John of Jerusalem, The Hospitallers, Knights of Malta. Formhals, een van de
leiders van de Shickshinny-orde ging accoord met het samenvoegen van ‘zijn’
orde met die van de koning, zolang die los zou staan van de orden van Pichel en
Cassagnac. De druk op Cassagnac om afstand te doen van zijn grootmeesterschap
werd vergroot, maar hij bleef weigeren. Uiteindelijk bleef hij tot zijn dood in
1966 leider van een kleine, afgesplitste, Franse priorij. Deze orde, Ordre
Régulier de Saint Jean de Terre Sainte, bestaat nog steeds.
Op 18 juni 1965 werd de verkiezing van Peter II als
Grootmeester bevestigd door de Provisional Universal Sovereign Council
van de orde. De koning aanvaarde deze ratificatie op 21 juni 1965. De eenheid
die daarop volgde duurde echter niet lang. In februari 1967 werd Franlin West
door Peter II ontslagen als voorzitter. De koning stelde dat West al een aantal
maanden volstrekt onafhankelijk van hem opereerde. West stierf korte tijd later,
maar een deel van de orde ging zelfstandig verder onder leiding van een
opvolger, dr. Urosh L. Seffer,
onder de naam Sovereign Order of St. John of Jerusalem, Knights Hospitaller.
Pogingen om tot een verzoening te komen waren weer succesvol; in 1968
kwamen de groepen weer tot elkaar. Peter II accepteerde een nieuwe grondwet,
waarbij hij geen Grootmeester meer was, maar Koninklijk Hoofd. Feitelijk werd
hij uit het bestuur van de orde gezet en bleef voor hem een ere-functie over.
Na een lang ziekbed overleed Peter II in november 1970. Nog
geen half jaar later ontstond de eerste grote scheuring in de orde. Robert
Formhals ging verder met een eigen orde: Hospitaller Order of St. John of
Jerusalem, Knights Hospitaller en ene prins Sergei S. Troubetzkoy richtte de
Sovereign Order of St. John of Jerusalem, Knights Hospitaller op. Deze
laatste orde kreeg voornamelijk aanhang in Europa: Malta, Engeland, België en
Zwitserland.
De broer van Peter II, prins Andrej werd door Formhals
ingelijfd bij diens orde als beschermheer. Peters zoon, Alexander, heeft zich
altijd verre gehouden van betrokkenheid bij deze valse orden en heeft de
authenticiteit daarvan bestreden.
Na de dood van Peter II en het daarmee wegvallen van de
voornaamste bindende factor, vielen de achterblijfselen snel uit elkaar.
Voornamelijk als gevolg van persoonlijke conflicten en machtsstrijd volgde de
ene scheuring de andere in snel tempo op.
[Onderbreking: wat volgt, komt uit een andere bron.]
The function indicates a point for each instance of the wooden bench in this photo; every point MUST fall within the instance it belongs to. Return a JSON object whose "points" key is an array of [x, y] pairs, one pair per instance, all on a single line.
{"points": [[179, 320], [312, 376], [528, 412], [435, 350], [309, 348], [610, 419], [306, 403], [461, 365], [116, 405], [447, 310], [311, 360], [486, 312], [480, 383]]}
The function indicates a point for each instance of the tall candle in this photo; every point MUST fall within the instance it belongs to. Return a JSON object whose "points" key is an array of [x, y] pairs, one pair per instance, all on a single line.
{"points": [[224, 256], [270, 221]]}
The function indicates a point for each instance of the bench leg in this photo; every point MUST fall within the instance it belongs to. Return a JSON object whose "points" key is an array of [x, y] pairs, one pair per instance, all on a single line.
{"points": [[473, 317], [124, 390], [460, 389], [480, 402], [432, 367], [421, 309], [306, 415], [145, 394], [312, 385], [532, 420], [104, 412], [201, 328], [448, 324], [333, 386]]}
De verschillende nieuwe orden, die
allemaal claimden de ware opvolger te zijn van de orde van Peter II, tooiden
zich allemaal met namen die nagenoeg aan elkaar gelijk zijn.
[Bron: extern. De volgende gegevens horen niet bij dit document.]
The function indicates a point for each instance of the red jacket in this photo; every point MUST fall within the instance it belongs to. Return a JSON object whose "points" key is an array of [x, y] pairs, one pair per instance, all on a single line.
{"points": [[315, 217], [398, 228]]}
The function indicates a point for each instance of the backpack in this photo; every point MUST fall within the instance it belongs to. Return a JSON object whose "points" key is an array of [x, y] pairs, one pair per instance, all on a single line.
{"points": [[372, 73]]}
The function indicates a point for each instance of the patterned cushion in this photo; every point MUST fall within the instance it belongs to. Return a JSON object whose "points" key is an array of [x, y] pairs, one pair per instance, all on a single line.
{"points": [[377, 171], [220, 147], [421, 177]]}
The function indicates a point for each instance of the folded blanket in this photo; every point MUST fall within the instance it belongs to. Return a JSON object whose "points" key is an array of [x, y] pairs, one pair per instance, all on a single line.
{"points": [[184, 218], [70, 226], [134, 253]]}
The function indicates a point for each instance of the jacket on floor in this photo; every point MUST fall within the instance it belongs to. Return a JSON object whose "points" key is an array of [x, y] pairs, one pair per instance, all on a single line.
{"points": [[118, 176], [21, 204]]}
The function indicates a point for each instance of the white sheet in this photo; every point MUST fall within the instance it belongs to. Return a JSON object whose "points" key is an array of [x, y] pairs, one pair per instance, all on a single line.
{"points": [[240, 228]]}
De verschillende ridderorden doen er van alles aan om hun
afkomst en koninklijke banden te claimen. Eén van de Belgische ridderorden, de Commanderie royale de l’Ordre
souverain, hospitalier et militaire de Saint-Jean de Jérusalem, Chevaliers œcuméniques
de Rhodes et de Malte en Royaume de Belgique haalde daarvoor Prins Bernhard
tevoorschijn. Bernhard zou, samen met Peter II de koninklijke afkomst van
deze orde hebben bevestigd.
Een jaar na de oprichting van deze orde in 1986 werd ze overigens alweer opgeheven.